The administration of exogenous CO has been proposed as therapeutic intervention in various conditions including acute lung injury [20-22]. Contrasting results have been published as some in vivo studies suggested that the endogenous production of CO or its exogenous administration was protective, while other studies were negative . In a human model of sepsis-related ARDS, inhalation of low doses of CO was associated with an increase in aCOHb ranging from 3.48 to 4.9%. No serious adverse events occurred in the CO-treated group, while circulating mitochondrial DNA levels were reduced .

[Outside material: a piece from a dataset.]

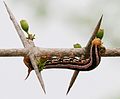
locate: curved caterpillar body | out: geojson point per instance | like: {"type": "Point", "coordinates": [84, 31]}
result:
{"type": "Point", "coordinates": [77, 64]}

Carbon monoxide can confer anti-inflammatory protection in rodent models of ventilator-induced lung injury (VILI). This modulation could be partly due to an increased expression of caveolin-1 . Among the drugs recently proposed to treat COVID-19 infection, the effect of dexamethasone remains debatable as it may induce HO-1 in macrophages in some experimental conditions . Induction of HO-1 can also been achieved by a large variety of agents, including aspirin, statins, probucol, valsartan, niacin, resveratrol, and curcumin. The possible role of inhaled nitric oxide (iNO) therapy on carboxyhemoglobin formation is poorly documented in humans [26,27]. While NO has been reported to induce HO-1 expression in various cell types, iNO is usually considered has having minimal systemic dissemination . In the present series, the patients who received iNO therapy should not be excluded from the analysis as it may be assumed that iNO therapy was applied to the most severe patients who were more prone to develop high aCOHb levels.